In contrast to pitch, rhythm refers to the length and accentuation of a sequence of notes. If we focus exclusively on the durations, what would be a proper term?

Example: 1/4, 1/2, 1/4

no tempo, no time signature, no accents, just a sequence of relative durations.

Update: In the example above, 1/2 could be a rest (a minim), it's not that silence is not allowed, but the question is about the temporal microstructure of the sequence.

Update: Put it in a more precise way: I'm formalizing the combinatorics of how a bar (given a signature) can be organized in notes of durations that sum to that bar length. Say, a 3/4 defines a bar of an overall relative time of a dotted-half, what are the possible arrangements of notes (and rests) for this bar to a maximum of (say) two dotted-notes? The question then is: What am I studying in the scope of music? Rhythm, as I understand it, is too broad a term for just that.

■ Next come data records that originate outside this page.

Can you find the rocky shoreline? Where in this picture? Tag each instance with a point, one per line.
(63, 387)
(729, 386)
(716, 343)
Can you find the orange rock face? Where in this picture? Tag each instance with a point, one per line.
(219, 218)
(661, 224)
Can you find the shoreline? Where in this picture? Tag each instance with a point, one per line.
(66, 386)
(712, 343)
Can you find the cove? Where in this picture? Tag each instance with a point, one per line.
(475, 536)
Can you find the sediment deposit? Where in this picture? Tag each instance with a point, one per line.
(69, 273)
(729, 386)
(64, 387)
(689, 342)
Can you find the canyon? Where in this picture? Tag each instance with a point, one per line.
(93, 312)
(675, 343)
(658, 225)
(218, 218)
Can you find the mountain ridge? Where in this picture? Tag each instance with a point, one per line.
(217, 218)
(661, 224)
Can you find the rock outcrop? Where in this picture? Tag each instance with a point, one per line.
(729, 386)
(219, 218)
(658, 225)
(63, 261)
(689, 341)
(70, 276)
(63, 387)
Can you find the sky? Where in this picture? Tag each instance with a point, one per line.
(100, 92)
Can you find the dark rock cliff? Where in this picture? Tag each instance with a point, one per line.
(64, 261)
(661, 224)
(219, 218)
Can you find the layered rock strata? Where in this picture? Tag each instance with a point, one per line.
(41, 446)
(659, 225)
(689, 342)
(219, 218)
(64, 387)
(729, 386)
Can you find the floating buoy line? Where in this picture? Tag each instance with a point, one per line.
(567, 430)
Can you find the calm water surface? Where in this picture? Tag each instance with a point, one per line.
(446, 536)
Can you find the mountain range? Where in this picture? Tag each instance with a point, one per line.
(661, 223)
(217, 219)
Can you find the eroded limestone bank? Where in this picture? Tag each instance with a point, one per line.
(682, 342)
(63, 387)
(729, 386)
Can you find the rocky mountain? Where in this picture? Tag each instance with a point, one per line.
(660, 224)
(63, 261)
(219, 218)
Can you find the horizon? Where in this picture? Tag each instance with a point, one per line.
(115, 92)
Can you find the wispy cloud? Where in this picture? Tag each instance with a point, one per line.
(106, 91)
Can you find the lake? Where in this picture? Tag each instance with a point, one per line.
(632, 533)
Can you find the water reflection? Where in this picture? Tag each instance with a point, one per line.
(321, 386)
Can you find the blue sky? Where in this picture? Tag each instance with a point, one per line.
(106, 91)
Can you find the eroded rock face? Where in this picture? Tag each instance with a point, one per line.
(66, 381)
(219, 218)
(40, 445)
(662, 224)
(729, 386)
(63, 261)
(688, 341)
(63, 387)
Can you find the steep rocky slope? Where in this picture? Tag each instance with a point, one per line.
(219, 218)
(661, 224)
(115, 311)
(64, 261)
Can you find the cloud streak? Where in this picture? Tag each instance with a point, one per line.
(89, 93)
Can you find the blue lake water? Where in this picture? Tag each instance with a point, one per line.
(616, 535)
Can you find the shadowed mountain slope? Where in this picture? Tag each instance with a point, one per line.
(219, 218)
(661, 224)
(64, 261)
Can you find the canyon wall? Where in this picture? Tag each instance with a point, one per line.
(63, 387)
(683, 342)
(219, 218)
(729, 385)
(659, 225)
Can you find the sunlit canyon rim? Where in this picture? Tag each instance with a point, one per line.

Update: According to this manual of music theory, "rhythm" is the word for it. But accentuation is also a fundamental part of rhythm.

  • 3
    What's wrong with the word "duration" that makes it not the answer to this question? – Todd Wilcox Mar 27 '16 at 11:39

Do you need anything more complicated than "duration">

"What combination of notes and rests have a total duration of 12 beats?"

  • Not sure about your answer, cause it focuses on beats. 4/4 means four beats of a quarter length (adding up to a whole), while 4/8 means four beats of a sixteenth length (adding up to a half). I assume you consider "beat level", so the former case always. How could we reformulate it such that beat is out of the equation? Could you propose alternatives? – nightcod3r Mar 27 '16 at 18:41

The term that is commonly used in music parlance to describe the duration of a measure as well as the duration of a note of a given value is "beat".

Another term that has been less commonly used in music is "mensural" - which is defined as "of or involving measure" and in music -

of or relating to music in which notes have fixed values in relation to each other Dictionary.com

Any measure of duration must be quantified by a measurable unit (unit of measure). We can define the passage of a certain amount of time as "a year". We can divide a year into days, days into hours, hours into minutes, and minutes into seconds. Each is a way to describe a certain duration of "time" and we have invented a quantifiable way to measure the passage of time in terms of units of measure - each of which defines a specific time interval that we have invented ways to measure and quantify.

When referring to music, we use the term beat as a measure of time. We speak in terms of beats per minute (BBP) which is how many units of time (beats) occur in 60 seconds. If we know how many beats occur in 60 seconds, we can determine the duration of each beat (unit of musical time). In the time signature on sheet music - we can define how many "beats" are in each measure - which can tell us the duration of a measure in terms of the passage of time (using BPM) or in terms of our unit of measure for music - "beats".

Of course when we define the value of a note we will compare that with the number of beats per measure and we will define which value note (quarter note, eighth note, etc.) represents one "beat".

Beat can be associated with other musical concepts such as metre, tempo (commonly quantified in terms of "beats" per minute), and rhythm. But "beat" is the basic unit of measure for defining the time value (if you will) of a note or a rest or a measure (bar of music).

According to Wikipedia:

In music and music theory, the beat is the basic unit of time

  • Agreed, this is a strong (and detailed) argument against taking "beat" out of the equation. But still, the question remains unanswered. Given a 4/4 signature, in a single beat you can find, say, four sixteenths. This is what the question targets here: while the beat provides an underling grid, the score talks about intervals or relative time (that will eventually transform into "real time" when played). Is there a name for that? (For having 1/16 1/16 1/16 1/16 instead of 1/4?, no matters what the accent or tempo are.) – nightcod3r Mar 27 '16 at 21:49
  • 'The duration of a measure' I thought was the length of a bar. Thus, in 4/4, it's likely to be four beats, qualified by the top 4 telling how many, the bottom 4 telling what kind. Or did I miss the point? – Tim Mar 28 '16 at 14:26

Sounds like "meter" is probably the word you're looking for.